We have remained healthy on the backend, which has limited what we have been able to do. We have had Lehtonen ahead of him in terms of getting into the lineup. He has got to continue to stay ready and learn and get better through the process here.

Can you give us an update on the status of the injured players and the progress they’re making?

Keefe: The only update would be that they are making progress. Thornton and Robertson skated today. That is a good sign, but they are still on the same timelines. Nothing has changed there. But it’s very positive to see them on the ice and moving. That is good.

Campbell is progressing as well, but still, nothing has changed there. All I can really say is that there has been progress but the initial timelines still remain.

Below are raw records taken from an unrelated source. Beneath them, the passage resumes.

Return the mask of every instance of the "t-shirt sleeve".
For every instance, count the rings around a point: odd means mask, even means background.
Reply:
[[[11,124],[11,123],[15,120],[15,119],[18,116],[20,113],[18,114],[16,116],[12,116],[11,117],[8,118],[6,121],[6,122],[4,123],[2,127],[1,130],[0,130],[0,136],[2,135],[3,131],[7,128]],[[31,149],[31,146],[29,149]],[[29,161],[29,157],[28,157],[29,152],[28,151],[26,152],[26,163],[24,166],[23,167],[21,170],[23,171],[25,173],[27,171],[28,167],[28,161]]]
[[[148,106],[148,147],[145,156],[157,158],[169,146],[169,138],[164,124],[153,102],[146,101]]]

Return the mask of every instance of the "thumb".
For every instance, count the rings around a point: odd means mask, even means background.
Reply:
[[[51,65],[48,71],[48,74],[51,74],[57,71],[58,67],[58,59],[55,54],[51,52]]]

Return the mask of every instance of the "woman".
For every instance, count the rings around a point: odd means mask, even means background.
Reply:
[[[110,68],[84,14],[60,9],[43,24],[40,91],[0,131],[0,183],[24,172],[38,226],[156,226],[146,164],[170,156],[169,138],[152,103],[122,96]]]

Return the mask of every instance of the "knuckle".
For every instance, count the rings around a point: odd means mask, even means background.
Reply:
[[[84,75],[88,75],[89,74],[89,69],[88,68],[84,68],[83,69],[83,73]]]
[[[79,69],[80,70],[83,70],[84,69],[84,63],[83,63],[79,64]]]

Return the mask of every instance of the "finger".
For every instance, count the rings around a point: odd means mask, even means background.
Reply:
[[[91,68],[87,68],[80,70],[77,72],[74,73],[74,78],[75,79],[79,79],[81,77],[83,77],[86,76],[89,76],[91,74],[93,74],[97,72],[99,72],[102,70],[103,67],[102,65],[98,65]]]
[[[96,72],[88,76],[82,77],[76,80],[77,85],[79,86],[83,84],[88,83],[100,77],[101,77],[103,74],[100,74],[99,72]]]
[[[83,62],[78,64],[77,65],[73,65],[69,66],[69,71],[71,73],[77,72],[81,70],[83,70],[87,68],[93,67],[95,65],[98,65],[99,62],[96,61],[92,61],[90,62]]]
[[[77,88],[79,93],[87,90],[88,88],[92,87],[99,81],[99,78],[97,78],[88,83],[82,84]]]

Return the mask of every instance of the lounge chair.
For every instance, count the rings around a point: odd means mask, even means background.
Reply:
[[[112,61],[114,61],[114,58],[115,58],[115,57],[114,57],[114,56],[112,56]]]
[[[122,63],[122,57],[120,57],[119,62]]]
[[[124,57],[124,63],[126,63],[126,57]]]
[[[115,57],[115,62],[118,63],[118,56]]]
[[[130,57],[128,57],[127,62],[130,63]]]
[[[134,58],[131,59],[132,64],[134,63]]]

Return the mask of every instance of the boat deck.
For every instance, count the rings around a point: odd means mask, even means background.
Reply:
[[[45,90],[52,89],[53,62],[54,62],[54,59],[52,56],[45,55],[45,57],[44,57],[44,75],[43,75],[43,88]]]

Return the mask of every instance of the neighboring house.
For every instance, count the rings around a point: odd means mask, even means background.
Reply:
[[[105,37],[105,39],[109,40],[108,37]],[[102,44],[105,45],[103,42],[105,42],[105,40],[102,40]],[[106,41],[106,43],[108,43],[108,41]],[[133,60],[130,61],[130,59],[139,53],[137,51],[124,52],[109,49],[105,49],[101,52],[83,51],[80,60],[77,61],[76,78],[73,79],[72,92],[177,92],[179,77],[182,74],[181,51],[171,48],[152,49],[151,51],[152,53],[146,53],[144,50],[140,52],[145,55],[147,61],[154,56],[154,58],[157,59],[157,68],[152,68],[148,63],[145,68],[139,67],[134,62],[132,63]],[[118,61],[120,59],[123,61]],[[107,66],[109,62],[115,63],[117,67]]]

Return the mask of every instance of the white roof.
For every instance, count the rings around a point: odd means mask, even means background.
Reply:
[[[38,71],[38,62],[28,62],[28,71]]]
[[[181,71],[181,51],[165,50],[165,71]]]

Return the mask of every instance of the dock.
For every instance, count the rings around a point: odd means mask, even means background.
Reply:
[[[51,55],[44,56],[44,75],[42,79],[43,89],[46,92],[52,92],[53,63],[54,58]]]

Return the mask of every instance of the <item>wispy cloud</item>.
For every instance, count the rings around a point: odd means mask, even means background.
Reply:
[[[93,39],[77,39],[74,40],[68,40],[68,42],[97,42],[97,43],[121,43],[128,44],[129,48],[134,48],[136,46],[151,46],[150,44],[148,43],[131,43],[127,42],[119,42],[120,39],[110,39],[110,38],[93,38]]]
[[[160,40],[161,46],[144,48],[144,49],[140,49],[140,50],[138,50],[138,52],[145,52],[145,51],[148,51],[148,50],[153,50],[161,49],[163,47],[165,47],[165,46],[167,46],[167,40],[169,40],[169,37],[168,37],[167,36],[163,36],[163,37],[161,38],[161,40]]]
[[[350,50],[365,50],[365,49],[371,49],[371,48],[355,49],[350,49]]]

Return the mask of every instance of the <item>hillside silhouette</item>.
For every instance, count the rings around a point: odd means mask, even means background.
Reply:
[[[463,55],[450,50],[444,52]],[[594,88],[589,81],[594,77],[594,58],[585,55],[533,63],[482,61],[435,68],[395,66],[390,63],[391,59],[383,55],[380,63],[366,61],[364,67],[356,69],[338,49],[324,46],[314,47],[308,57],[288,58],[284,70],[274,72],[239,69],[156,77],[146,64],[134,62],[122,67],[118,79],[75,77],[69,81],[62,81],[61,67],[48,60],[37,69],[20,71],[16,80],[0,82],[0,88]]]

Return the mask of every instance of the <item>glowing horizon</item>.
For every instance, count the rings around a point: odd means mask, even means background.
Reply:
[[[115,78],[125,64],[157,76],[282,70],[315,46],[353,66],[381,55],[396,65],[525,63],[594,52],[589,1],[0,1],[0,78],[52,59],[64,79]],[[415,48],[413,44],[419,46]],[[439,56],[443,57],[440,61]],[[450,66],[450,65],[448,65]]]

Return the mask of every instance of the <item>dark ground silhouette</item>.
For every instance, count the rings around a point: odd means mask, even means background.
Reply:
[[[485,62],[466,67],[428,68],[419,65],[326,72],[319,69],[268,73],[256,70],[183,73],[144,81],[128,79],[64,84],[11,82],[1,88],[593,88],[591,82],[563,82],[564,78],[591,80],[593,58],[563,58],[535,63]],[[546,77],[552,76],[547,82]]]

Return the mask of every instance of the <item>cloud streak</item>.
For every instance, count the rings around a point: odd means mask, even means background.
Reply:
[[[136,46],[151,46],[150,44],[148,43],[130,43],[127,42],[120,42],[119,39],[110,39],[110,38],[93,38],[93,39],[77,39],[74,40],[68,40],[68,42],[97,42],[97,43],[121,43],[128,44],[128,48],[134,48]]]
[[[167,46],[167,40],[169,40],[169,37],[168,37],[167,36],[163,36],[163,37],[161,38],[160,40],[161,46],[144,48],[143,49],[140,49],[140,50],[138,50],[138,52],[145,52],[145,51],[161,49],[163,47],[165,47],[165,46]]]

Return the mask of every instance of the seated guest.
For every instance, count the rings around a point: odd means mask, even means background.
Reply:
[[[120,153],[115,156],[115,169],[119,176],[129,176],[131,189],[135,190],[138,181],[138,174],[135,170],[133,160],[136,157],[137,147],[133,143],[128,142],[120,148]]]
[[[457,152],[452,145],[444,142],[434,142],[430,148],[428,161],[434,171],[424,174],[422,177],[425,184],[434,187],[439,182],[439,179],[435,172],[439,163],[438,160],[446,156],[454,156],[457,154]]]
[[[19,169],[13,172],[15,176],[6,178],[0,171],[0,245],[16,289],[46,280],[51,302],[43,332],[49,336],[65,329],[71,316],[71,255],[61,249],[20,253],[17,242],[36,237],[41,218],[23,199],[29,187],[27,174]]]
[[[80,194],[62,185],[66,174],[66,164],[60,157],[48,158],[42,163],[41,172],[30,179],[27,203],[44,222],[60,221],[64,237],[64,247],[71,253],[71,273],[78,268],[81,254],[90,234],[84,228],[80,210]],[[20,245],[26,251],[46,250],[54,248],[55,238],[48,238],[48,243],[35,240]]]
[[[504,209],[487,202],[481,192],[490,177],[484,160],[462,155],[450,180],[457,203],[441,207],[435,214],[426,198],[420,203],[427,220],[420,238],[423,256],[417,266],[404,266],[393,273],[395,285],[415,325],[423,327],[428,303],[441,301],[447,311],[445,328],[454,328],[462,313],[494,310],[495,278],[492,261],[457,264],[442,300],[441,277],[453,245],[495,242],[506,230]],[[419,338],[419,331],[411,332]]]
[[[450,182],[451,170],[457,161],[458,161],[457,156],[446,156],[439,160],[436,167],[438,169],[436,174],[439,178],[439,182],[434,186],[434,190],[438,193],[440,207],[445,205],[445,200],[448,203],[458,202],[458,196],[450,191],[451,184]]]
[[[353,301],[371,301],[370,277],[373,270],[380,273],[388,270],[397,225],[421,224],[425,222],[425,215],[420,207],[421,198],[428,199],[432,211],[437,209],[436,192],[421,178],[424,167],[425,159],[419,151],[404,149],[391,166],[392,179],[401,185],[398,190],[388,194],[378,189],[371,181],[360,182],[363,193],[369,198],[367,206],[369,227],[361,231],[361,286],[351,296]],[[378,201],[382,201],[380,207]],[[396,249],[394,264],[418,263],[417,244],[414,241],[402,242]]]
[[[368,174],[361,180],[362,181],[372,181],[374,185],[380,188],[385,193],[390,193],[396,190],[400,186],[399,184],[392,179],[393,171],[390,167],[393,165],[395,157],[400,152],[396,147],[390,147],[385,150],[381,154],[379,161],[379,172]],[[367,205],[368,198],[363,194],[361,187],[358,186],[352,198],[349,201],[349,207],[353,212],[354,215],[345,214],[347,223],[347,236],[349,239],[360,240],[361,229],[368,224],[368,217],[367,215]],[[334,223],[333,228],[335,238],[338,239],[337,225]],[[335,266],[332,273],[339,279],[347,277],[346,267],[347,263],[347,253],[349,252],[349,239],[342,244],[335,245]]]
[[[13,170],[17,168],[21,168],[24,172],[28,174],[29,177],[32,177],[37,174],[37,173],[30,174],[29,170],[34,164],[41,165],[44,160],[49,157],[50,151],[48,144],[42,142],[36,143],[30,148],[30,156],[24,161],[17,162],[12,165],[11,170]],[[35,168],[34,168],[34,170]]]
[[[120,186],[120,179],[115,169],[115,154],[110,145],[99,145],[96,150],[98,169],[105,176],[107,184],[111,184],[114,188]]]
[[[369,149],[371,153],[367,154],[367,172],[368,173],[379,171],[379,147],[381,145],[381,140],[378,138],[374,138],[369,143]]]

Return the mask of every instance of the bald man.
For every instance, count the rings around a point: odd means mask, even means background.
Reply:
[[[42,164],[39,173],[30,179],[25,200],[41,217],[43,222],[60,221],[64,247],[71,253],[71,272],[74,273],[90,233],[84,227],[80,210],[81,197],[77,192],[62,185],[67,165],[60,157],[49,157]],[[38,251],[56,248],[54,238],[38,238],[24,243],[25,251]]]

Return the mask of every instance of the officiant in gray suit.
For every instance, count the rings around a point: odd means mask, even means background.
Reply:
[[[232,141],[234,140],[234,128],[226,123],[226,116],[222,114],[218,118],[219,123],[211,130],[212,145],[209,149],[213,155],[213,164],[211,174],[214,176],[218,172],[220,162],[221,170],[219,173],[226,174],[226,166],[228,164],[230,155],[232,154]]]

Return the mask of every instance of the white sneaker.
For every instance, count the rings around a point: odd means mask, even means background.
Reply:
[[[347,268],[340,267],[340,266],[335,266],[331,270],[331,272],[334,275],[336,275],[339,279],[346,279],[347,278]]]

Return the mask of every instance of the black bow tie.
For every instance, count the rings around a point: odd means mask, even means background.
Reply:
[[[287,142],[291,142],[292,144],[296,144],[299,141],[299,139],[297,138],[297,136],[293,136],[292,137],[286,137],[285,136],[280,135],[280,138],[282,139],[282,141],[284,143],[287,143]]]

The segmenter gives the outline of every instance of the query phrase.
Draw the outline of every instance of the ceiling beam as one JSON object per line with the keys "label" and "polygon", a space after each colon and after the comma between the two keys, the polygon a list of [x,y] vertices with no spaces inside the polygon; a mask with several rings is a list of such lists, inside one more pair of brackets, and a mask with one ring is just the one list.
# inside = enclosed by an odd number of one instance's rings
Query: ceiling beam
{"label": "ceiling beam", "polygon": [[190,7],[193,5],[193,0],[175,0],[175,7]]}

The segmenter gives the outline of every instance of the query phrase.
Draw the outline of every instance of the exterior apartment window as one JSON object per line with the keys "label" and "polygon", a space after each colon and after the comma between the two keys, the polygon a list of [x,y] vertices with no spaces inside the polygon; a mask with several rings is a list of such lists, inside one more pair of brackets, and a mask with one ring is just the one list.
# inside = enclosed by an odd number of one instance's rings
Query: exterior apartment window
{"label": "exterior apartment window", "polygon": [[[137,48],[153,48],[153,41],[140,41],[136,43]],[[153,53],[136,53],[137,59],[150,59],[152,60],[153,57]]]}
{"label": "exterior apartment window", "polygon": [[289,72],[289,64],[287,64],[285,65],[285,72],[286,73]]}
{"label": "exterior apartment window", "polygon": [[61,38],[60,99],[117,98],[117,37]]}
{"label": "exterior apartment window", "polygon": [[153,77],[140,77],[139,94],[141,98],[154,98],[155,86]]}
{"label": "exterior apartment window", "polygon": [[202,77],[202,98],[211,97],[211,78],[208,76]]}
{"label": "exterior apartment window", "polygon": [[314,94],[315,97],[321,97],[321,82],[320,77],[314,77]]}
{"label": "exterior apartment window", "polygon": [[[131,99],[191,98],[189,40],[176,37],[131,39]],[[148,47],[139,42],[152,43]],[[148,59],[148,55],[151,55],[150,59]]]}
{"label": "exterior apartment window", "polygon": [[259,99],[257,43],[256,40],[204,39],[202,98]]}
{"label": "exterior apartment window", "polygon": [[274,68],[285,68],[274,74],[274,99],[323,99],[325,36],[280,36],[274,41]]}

What is the process that goes into who starts in three-on-three overtime? Is it a feel thing about who is going at the end of regulation? Is it about matchups? What do you consider?

Keefe: I consider a lot of things. We have a plan going through generally that I would start Matthews and Marner. Those would be the two that I would start, and you’ll see that most consistently. The circumstances in the games really dictate things and might change that.

In the case the other night, we saw that Matthews had played two-and-a-half out of the final three minutes of regulation in a bid to make a push to try to win the game in regulation time and not go to overtime. Having gone through that, by the time overtime had started, I looked down the bench and didn’t feel that Auston was quite ready to go out again and skate up and down the rink at three on three. I felt another minute or so would be beneficial to him.

We made the decision to go with John and Will. In overtime, with the circumstances being what they are, I thought John made a tremendous play to spring Will, who had a chance to win the game and it didn’t go in for us. They countered, like usually happens at three-on-three, and it went in for them.

Generally, our plan would be to start Auston and Mitch like we have in previous games, but in the circumstances, you’re always adjusting.